Sejong Corpus became available to the public thanks to a 10-year long project by the Korean government (1997-2007). Despite the small size of the data, it is still one of the most widely used datasets for Korean natural language processing, due to the lack of open resources.

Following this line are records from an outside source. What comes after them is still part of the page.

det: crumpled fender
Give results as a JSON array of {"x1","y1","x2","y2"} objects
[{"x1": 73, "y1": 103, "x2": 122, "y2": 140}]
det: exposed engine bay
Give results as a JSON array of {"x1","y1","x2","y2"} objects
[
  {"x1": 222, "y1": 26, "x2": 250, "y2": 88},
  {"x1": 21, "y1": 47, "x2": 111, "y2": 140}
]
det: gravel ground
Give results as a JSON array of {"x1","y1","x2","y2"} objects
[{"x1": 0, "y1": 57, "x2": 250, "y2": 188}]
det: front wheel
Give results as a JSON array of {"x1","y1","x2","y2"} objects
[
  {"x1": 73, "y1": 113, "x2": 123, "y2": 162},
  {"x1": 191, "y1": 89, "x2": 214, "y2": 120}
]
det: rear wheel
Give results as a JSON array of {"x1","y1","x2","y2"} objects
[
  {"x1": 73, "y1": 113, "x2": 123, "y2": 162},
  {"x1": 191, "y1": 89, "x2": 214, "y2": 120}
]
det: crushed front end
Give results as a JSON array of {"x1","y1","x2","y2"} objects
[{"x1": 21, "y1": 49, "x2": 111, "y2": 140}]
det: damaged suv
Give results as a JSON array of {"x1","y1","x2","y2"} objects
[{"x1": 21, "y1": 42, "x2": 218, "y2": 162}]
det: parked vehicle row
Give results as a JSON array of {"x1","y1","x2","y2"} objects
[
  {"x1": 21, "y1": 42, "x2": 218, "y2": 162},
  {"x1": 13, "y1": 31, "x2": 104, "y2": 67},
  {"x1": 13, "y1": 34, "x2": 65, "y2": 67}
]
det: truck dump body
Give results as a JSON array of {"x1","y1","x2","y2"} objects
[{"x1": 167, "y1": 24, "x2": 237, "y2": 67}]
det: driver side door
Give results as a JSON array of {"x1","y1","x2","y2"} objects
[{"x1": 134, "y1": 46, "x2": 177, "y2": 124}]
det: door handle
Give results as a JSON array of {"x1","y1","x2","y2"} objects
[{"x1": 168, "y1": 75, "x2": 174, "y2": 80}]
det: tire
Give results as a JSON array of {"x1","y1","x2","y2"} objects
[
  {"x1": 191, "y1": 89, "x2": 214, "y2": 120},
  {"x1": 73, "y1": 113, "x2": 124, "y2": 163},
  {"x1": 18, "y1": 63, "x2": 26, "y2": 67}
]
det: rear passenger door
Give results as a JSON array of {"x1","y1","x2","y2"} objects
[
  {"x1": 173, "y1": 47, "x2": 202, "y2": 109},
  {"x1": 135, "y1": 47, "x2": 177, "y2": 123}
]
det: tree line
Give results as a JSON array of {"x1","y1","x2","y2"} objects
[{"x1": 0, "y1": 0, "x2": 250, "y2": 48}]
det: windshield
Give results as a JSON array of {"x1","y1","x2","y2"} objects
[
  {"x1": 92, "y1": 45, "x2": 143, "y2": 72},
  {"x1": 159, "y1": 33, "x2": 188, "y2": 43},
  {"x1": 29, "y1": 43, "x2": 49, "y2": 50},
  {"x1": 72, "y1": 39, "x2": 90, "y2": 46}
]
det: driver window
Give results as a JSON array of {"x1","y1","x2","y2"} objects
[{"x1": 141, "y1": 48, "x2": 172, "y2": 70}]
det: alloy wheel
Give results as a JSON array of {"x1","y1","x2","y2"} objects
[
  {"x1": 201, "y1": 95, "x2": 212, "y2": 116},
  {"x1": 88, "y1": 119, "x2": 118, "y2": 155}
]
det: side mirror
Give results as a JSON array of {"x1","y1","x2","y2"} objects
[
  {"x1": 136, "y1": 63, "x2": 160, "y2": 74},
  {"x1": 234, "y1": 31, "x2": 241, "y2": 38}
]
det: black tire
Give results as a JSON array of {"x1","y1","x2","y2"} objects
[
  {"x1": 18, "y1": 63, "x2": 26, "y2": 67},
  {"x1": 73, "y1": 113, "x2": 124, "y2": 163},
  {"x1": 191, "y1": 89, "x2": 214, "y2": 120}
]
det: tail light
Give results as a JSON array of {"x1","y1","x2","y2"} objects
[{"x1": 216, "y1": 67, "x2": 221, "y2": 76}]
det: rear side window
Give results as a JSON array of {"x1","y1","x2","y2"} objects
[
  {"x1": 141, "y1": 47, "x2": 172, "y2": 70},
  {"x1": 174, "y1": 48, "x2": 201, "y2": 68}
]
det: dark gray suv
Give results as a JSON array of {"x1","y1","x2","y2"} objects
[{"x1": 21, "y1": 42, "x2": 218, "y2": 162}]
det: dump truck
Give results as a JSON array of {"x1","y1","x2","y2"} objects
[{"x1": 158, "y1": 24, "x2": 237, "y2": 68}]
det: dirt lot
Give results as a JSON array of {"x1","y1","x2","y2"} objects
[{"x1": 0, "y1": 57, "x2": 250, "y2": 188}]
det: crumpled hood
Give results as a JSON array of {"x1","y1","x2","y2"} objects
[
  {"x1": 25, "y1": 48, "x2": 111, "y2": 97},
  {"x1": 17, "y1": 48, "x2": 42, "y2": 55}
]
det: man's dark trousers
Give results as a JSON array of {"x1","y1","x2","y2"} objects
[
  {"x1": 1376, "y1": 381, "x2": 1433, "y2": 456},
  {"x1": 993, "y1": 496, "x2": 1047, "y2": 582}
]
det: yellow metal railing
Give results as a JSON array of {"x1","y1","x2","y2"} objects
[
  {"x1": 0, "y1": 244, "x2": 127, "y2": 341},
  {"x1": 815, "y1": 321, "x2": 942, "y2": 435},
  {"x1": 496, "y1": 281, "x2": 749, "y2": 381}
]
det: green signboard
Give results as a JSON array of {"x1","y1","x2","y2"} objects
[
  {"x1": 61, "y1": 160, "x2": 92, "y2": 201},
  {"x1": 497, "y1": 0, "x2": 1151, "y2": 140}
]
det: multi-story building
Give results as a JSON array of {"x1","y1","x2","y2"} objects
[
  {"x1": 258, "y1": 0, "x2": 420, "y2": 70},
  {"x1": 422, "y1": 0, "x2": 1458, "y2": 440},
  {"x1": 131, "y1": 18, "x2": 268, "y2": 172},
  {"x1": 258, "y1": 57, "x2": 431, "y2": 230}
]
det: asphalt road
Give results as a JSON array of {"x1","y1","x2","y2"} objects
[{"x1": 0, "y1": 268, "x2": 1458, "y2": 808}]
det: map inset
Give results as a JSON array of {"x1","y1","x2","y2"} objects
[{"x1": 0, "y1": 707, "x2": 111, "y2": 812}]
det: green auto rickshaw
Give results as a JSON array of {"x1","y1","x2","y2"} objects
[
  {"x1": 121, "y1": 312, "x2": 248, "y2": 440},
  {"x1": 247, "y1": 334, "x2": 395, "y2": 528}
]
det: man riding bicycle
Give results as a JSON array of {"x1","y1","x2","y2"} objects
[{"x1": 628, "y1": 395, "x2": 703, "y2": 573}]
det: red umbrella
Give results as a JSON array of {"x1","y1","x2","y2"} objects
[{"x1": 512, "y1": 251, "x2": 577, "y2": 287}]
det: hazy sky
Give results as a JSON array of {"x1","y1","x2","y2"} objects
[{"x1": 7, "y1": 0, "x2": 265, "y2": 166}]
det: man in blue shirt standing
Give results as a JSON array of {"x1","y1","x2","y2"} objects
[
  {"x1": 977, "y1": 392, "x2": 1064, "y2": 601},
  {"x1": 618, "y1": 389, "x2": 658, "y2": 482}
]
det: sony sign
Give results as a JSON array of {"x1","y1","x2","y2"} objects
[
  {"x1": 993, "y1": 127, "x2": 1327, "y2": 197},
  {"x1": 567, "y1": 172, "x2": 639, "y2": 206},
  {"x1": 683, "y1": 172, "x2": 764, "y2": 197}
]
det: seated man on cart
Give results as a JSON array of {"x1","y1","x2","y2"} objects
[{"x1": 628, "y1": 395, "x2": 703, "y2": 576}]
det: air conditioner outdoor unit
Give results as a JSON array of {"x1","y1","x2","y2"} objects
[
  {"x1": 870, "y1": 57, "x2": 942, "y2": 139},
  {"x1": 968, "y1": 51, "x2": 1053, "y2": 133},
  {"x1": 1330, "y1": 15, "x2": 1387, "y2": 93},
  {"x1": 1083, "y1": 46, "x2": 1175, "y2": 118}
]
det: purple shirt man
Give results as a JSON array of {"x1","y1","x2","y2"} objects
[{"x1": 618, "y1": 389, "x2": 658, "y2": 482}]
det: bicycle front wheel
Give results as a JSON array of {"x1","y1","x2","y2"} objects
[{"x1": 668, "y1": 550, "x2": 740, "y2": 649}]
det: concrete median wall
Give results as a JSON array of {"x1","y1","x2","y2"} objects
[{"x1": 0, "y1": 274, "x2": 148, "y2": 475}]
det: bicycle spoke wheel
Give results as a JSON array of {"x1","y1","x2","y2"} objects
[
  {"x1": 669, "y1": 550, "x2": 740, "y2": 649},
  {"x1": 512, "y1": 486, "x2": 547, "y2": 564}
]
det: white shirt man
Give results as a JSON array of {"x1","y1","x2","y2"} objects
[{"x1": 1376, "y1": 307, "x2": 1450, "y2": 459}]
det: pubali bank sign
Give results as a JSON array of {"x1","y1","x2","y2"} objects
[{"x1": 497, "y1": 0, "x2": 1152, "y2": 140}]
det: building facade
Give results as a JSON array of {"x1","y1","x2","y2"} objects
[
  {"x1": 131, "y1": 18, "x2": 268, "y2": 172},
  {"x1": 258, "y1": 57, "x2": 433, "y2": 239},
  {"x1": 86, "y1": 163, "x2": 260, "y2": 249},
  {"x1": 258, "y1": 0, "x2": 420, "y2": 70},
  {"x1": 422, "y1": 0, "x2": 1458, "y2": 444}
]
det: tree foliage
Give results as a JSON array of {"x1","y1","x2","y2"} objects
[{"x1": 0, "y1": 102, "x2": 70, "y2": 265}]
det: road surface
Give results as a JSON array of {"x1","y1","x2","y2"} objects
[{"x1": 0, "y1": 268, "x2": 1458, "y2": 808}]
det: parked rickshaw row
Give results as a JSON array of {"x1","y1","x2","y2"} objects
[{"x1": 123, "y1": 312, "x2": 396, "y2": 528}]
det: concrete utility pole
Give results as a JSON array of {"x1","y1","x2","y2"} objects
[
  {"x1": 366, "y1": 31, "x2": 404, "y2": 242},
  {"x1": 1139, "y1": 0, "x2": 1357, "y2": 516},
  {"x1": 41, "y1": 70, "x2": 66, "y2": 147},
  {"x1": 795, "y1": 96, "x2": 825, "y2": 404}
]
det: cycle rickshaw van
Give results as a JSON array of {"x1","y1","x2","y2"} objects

This repository aims to "sanitize" the XML-formatted data into a more developer-friendly format -- disregarding sentence splits, and leaving one word and its morpheme-splitted output in one line, delimited with a tab. (Examples of input/output file formats below.)
You can use sanitizer.py
to sanitize the data for yourself, or otherwise directly download and use the sanitized results from the
(Data was removed from the repo due to Sejong Corpus's CC BY-NC-ND 4.0 license.)./output
directory.
- python2
pip install lxml
- If you have the Sejong corpus CD:
cd1/02_말뭉치/현대/{구어, 문어}/현대{구어, 문어}_말뭉치/형태분석_말뭉치
- If you don't have the Sejong corpus CD:
- Go to https://ithub.korean.go.kr/user/total/referenceManager.do
- Search for
형태분석 말뭉치
- Download
{구어, 문어}_형태분석_말뭉치.zip
(You will need to login first)
Input (Yes, the encoding is utf-16):
$ iconv -f utf-16 -t utf-8 ./sejong/cd1/02_말뭉치/현대/구어/현대구어_말뭉치/형태분석_말뭉치/5CT_0013.txt | sed -n 115,143p
</teiHeader>
<text>
5CT_0013-0000010 <u who="P1">
5CT_0013-0000020 <s n="00001">
5CT_0013-0000030 뭐 뭐/NP
5CT_0013-0000040 타고 타/VV+고/EC
5CT_0013-0000050 가? 가/VV+ㅏ/EF+?/SF
5CT_0013-0000060 </s>
5CT_0013-0000070 <s n="00002">
5CT_0013-0000080 <vocal desc="웃음"/>
5CT_0013-0000090 </s>
5CT_0013-0000100 </u>
5CT_0013-0000110 <u who="P2">
5CT_0013-0000120 <s n="00003">
5CT_0013-0000130 지하철. 지하철/NNG+./SF
5CT_0013-0000140 </s>
5CT_0013-0000150 </u>
5CT_0013-0000160 <u who="P1">
5CT_0013-0000170 <s n="00004">
5CT_0013-0000180 기차? 기차/NNG+?/SF
5CT_0013-0000190 </s>
5CT_0013-0000200 <s n="00005">
5CT_0013-0000210 아침에 아침/NNG+에/JKB
5CT_0013-0000220 몇 몇/MM
5CT_0013-0000230 시에 시/NNB+에/JKB
5CT_0013-0000240 타고 타/VV+고/EC
5CT_0013-0000250 가는데? 가/VV+는데/EF+?/SF
5CT_0013-0000260 </s>
5CT_0013-0000270 </u>
Script:
$ python sanitizer.py
Output(s):
$ head ./output/colloquial_word_to_morph.txt
뭐 뭐
타고 타 고
가? 가 ㅏ ?
지하철. 지하철 .
기차? 기차 ?
아침에 아침 에
몇 몇
시에 시 에
타고 타 고
가는데? 가 는데 ?
$ head ./output/colloquial_word_to_morphpos.txt
뭐 뭐/NP
타고 타/VV 고/EC
가? 가/VV ㅏ/EF ?/SF
지하철. 지하철/NNG ./SF
기차? 기차/NNG ?/SF
아침에 아침/NNG 에/JKB
몇 몇/MM
시에 시/NNB 에/JKB
타고 타/VV 고/EC
가는데? 가/VV 는데/EF ?/SF
# Number of words
$ wc -l ./output/*.txt
747729 ./output/colloquial_word_to_morph.txt
747729 ./output/colloquial_word_to_morphpos.txt
5815619 ./output/written_word_to_morph.txt
5815619 ./output/written_word_to_morphpos.txt
13126696 total
# Number of word types
$ cut -f1 ./output/colloquial_word_to_morph.txt | sort -u | wc -l
136908
# Number of characters (including spaces)
$ cut -f1 ./output/colloquial_word_to_morph.txt | sed 's/\(.\)/\1 /g' | tr ' ' '\n' | wc -l
2844345
# Number of character types
$ cut -f1 ./output/colloquial_word_to_morph.txt | sed 's/\(.\)/\1 /g' | tr ' ' '\n' | sort -u | wc -l
1709
(Note that the licence for the original Sejong Corpus is CC BY-NC-ND 4.0.